Summary of model performance and recommendations for next steps.

In [None]:
# Display final results summary
print("FINAL RESULTS SUMMARY")
print("=" * 60)
print()

print("Training F1-Scores:")
print("-" * 30)
for name, score in results.items():
    print(f"{name:<20}: {score:.4f}")

print()
print("Cross-Validation F1-Scores:")
print("-" * 35)
for name, result in cv_results.items():
    print(f"{name:<20}: {result['mean']:.4f} (+/- {result['std'] * 2:.4f})")

print()
print("RECOMMENDATIONS:")
print("-" * 20)
best_model = max(cv_results.keys(), key=lambda x: cv_results[x]['mean'])
print(f"• Best performing model: {best_model}")
print(f"• Best CV F1-score: {cv_results[best_model]['mean']:.4f}")
print()
print("NEXT STEPS:")
print("• Hyperparameter tuning for the best model")
print("• Feature engineering improvements")
print("• Ensemble methods combining multiple models")
print("• Generate predictions for test set")

## Conclusion

This notebook successfully implemented a multi-label text classification pipeline for toxic comment detection.

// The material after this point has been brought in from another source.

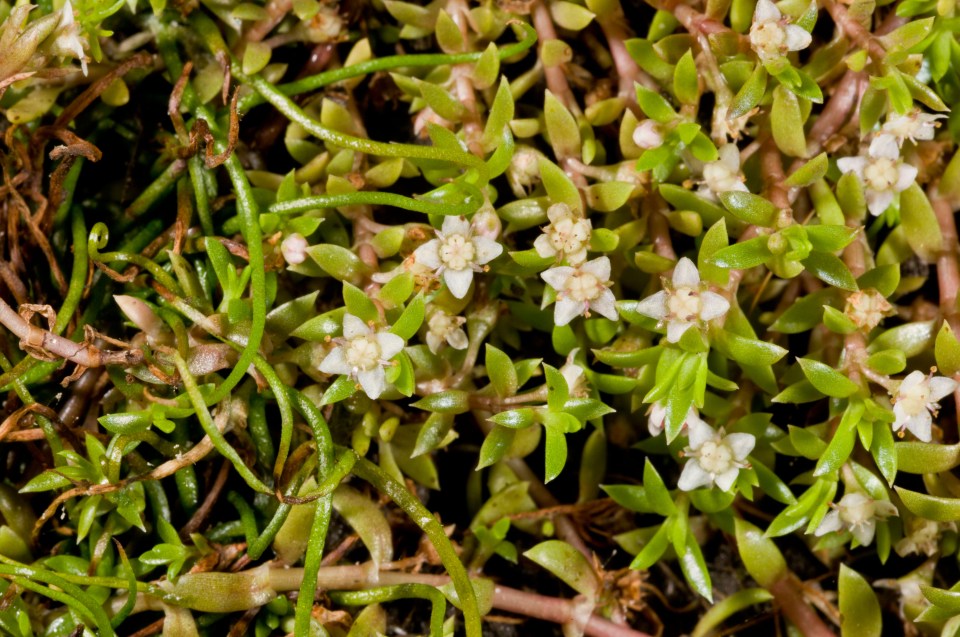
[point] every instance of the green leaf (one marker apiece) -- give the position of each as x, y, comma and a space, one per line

The approach included:

1. **Data Preprocessing**: Comprehensive text cleaning with URL removal, HTML stripping, and linguistic preprocessing
2. **Feature Engineering**: TF-IDF vectorization with optimized parameters for text representation
3. **Model Comparison**: Evaluation of multiple machine learning algorithms using OneVsRestClassifier
4. **Performance Evaluation**: Both training and cross-validation metrics to assess model reliability

The results provide a solid baseline for toxic comment classification, with opportunities for further improvement through hyperparameter tuning and advanced feature engineering techniques.